Dr. Xhercis Méndez, associate professor of Women & Gender Studies and affiliated faculty of African American Studies

“I enact micro-activism through what I teach by setting up my syllabi to ensure students have access to work by scholars and activists of color and by trans and gender non-conforming queer folks. So I don’t continue to reiterate an understanding of knowledge as only white and Western.”

Alysia Batchelder, sexual health educator and owner of Pink Kitty

“For me, micro-activism is about getting information out and making sex a topic we can talk about. One of the biggest problems with our culture is that we’re told we’re not supposed to talk about sex. Not talking about it is what creates all the problems.” 
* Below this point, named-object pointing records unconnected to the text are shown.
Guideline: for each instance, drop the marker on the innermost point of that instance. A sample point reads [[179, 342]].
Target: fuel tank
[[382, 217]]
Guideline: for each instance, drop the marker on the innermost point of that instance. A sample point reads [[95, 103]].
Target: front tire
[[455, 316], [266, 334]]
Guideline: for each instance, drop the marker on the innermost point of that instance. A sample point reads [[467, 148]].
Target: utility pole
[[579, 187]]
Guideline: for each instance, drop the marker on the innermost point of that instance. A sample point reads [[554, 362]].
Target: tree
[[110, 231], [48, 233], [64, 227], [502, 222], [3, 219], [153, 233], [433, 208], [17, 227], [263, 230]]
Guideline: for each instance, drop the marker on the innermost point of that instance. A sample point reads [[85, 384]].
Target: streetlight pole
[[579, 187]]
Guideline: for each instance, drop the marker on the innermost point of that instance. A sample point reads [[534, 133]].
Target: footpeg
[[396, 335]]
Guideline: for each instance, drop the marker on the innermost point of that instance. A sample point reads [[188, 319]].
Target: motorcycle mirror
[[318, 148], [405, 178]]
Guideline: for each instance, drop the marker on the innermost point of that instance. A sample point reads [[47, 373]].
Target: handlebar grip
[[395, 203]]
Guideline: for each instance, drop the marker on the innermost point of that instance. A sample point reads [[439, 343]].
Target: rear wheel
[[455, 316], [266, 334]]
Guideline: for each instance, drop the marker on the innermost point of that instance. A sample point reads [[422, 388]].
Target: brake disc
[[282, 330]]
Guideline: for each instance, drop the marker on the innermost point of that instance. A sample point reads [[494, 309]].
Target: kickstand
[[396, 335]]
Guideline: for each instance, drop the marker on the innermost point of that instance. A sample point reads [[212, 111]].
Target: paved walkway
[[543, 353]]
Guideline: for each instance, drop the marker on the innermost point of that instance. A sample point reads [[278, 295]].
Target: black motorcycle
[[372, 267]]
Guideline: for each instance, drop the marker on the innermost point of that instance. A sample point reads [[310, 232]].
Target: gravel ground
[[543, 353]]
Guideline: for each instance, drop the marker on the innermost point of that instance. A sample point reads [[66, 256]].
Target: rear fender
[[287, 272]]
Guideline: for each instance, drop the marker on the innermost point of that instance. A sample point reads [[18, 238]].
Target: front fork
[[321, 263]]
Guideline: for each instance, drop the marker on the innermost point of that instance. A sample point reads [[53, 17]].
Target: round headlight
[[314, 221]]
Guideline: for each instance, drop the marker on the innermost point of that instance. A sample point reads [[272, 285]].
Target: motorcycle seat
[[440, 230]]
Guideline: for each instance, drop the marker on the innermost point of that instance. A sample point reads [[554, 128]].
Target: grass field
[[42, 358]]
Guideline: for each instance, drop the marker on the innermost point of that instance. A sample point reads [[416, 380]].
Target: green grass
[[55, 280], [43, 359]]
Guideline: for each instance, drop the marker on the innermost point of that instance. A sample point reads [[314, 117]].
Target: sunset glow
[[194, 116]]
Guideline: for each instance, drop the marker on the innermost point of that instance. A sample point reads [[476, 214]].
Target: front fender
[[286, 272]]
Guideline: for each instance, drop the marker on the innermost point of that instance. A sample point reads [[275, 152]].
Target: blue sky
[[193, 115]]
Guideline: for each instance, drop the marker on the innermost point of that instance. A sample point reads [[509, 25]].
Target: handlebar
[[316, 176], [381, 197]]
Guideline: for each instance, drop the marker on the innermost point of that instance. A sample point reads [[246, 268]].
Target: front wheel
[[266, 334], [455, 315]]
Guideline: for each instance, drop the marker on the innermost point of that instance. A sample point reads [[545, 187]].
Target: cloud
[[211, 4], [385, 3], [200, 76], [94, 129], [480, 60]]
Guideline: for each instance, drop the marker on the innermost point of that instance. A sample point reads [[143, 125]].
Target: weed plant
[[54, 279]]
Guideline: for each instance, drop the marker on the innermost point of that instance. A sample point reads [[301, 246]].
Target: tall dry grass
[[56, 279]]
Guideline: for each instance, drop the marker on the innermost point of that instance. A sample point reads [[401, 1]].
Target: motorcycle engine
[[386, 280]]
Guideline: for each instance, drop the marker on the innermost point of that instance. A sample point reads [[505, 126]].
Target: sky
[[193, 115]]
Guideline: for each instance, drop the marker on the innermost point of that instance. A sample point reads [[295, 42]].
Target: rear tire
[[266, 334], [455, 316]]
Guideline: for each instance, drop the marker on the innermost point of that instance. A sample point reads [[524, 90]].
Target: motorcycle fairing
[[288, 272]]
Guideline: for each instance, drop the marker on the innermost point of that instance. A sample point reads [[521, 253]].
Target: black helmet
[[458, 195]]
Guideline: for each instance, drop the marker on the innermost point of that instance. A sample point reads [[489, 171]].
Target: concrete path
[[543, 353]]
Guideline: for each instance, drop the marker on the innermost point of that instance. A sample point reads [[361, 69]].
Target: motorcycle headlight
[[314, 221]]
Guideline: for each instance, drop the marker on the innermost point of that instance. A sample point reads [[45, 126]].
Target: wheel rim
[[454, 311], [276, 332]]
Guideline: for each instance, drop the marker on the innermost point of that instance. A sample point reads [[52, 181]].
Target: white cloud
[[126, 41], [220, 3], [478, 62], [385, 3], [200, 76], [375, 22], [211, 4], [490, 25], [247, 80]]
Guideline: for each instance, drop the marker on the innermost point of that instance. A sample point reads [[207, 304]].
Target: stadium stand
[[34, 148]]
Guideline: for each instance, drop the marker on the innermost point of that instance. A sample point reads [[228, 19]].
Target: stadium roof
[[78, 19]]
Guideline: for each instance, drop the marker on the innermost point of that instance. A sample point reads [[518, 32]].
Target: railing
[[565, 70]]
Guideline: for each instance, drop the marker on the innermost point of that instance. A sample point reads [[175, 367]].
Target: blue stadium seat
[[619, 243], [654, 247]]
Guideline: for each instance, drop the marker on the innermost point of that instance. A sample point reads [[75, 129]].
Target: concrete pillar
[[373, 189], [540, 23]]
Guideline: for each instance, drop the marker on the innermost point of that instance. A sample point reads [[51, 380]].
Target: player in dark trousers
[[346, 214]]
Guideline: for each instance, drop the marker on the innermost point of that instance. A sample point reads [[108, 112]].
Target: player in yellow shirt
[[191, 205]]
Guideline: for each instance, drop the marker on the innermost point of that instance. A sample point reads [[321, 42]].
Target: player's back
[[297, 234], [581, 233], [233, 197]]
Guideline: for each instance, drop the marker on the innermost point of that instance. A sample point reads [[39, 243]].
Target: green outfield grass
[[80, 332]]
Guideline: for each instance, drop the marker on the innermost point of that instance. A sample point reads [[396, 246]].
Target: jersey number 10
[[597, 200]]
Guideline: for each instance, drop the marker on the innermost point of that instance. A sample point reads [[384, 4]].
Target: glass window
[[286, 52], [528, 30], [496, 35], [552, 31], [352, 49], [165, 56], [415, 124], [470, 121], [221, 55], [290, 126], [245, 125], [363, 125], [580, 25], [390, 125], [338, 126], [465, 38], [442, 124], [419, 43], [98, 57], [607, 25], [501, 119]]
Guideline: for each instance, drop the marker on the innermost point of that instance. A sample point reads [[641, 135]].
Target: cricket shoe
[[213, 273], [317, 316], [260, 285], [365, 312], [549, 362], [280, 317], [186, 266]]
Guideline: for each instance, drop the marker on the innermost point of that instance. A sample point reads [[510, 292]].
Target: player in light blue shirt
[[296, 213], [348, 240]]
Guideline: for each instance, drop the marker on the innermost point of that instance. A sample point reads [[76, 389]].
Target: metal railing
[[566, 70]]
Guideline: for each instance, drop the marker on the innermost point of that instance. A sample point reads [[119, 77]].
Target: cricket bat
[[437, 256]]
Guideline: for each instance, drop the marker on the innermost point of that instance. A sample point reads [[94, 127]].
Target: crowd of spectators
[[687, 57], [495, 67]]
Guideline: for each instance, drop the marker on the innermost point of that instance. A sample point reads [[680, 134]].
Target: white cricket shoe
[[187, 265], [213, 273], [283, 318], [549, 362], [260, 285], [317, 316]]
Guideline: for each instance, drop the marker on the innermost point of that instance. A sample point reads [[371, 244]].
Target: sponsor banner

Victoria Centeno, senior History major

“I was raised in a very conservative family. I think my very existence as bisexual in my household is a form of micro-activism because I’m trying to exist as who I am and not what they want me to be.”

Dina Bdaiwi, second year graduate student in Counseling and Clinical Mental Health

“My micro-activism is calling people in instead of calling people out, so with more compassion. I bring up topics of gender, race, and sexual orientation in my classes, and I use my assignments to call in different experiences and ideas to things I want to see changed.”

Steven Duran, fifth year, double major in English and Women & Gender Studies and a minor in Queer Studies

“One way I try to create social change is through improving the way I communicate. By continuing to learn and changing our language to use it more effectively and inclusively, we’re able to start discussions and share ideas that can lead to action.”

Evelin Franco, graduate student at the WoMen’s & Adult Reentry Center and an American Studies major

“Working in a center run by women that prioritizes the needs of women feels like a fuck you to the partiarchy. That’s how I do micro-activism.”

Mia Blue, second year Sociology major 

“I do things like waving or smiling to make someone’s day better. I’m very shy and anxious, and I tend to overthink, so I take that into consideration with other people and how they feel, too.” 

J. Jesus Rojas, fifth year triple major in Chicano studies, Spanish, and Linguistics, desk student lead for the Diversity Initiatives & Resource Centers

“I do micro-activism in my work by introducing underrepresented students to folks of color in positions of power and through opportunities to work with professionals in their communities. This empowers them to see their identity as something that can propel their future.”

Andrew Binnings, fourth year Finance major

“Simple ways of doing micro-activism would be remembering to say ‘please’ and ‘thank you’ to the cashier or standing up for people who need it. Micro-activism is really effective because little things can go a long way for individuals in a time of need.”